I'll start this series (note the optimism!  A series!  So far, containing one element) by reviewing item number 28 1991 6.033 Reading List is Tanembaum and Van Renese, "Distributed Operating Systems"Tanenbaum and Van Renesse, "Distributed Operating Systems", Computing Surveys,17:4, December 1985.

The authors are interested in "distributed operating systems".  On such a system, the users can be largely unaware "of the fact that multiple machines are being used."   As far as I know, such such operating system has gained traction.  We are still using "network operating systems" today.  I suspect that's for good reason:  failures in distributed systems are too hard to hide.

Keep in mind that this paper was written in 1985, before Paxos (or Viewstamp replication) was invented.  So the problem of coping with errors was wide open.   No one knew how to make a distributed transaction that wouldn't get stuck.  In 1988, Lynch, Dwork and Stockmeyer showed that consensus was possible, in theory, in distributed system.  In 1988 Oki and Liskov described Viewstamp replication, and in 1989, Lamport described Paxos, both of which can be used to handle errors.   In some sense, those consensus  algorithms, which I'll call "Paxos" here, are the beginning of modern distributed systems: I might even argue that every correct distributed algorithm is built starting with Paxos.  Feel free to prove me wrong with examples!

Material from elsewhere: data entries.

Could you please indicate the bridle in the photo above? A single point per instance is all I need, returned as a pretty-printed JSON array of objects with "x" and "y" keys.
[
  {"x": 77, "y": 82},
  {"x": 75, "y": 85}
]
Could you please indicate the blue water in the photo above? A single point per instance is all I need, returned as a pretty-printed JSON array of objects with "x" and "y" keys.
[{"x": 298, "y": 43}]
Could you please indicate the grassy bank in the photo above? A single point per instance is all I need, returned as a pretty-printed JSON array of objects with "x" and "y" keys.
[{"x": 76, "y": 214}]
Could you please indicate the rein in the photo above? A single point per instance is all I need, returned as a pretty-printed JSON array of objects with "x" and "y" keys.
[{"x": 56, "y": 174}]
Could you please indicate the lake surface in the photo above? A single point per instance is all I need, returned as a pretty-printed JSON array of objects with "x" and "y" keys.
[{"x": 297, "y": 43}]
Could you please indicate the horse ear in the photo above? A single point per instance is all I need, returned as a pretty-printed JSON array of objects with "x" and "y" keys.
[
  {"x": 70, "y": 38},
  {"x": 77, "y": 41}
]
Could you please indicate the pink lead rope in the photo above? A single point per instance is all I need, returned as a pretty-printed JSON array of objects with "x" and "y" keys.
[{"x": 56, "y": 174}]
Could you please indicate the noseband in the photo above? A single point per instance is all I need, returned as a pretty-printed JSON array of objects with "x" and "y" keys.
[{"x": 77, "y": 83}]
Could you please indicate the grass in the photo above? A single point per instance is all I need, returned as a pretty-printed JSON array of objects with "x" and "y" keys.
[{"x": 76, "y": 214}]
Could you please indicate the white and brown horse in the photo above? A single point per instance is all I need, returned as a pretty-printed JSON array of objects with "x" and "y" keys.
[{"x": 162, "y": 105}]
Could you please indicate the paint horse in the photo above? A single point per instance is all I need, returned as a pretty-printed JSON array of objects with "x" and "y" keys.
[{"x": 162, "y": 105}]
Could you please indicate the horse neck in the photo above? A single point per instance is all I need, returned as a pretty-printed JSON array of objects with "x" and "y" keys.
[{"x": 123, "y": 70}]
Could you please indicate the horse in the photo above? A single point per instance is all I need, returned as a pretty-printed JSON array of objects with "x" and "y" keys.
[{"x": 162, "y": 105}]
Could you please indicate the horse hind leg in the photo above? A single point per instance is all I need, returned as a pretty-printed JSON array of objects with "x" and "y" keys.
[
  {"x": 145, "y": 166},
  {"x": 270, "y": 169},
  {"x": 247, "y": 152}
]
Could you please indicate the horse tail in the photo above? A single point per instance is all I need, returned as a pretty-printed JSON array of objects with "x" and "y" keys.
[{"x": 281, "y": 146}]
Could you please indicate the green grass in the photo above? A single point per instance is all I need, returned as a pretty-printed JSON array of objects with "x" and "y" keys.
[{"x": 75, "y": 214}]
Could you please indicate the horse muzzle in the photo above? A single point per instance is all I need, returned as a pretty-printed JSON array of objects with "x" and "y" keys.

This paper, in Section 2.1.3, "error handling", alludes to the problem.  It points out that "in a centralized system, a system crash means that the client, server, and communication channel are all completely destroyed, and no attempt is made to revive them.  In a distributed system, matters are more complex."  They go on to write about how if one machine fails, the other may end up waiting forever, and then if it has a timeout, it may timeout just when the failing machine comes back online.   "Simply waiting until the server is rebooted and trying again sometimes works and sometimes does not".   They conclude that doing an operation exactly once "is probably impossible".  Today we know better.

Their section on scheduling feels out-of-date.  These days we know how much more about scheduling.

They spend a lot of time on the details of remote procedure calls, naming, and protection.  As far as I can tell, these issues haven't changed much in 37 years.

When this paper was written, Sun's NFS was brand new.  NFS doesn't handle failures very well, and sadly it's almost still the state of the art for filesystems.   I don't know any distributed filesystem protocols that actually work in the face of failures.  (There are plenty of distributed filesystems built on top of Paxos, such as Amazon's EFS and Oracle's File Storage Service.  But they all talk NFS to the clients, and it's really tough to write applications that cope with NFS failures.   I find the paper's discussion of how to build distributed filesystems to be a painful:  they didn't really get at the difficult issues of distributed filesystems.  The problem isn't the filesystem (at least not when you have Paxos), the problem is that the programming interface that everyone is using just doesn't work well in a distributed environment.  For example, Unix open(), read(), write(), fsync(), and close() functionality is an unsolved problem.   What's needed is an API that both permits caching (so that the filesystem will be fast enough) and understands failures (so the application can cope with things like network partitions).

They conclude that distributed operating systems "will be an interesting and fruitful area of research for a number of years to come".  It seems like that may still be true.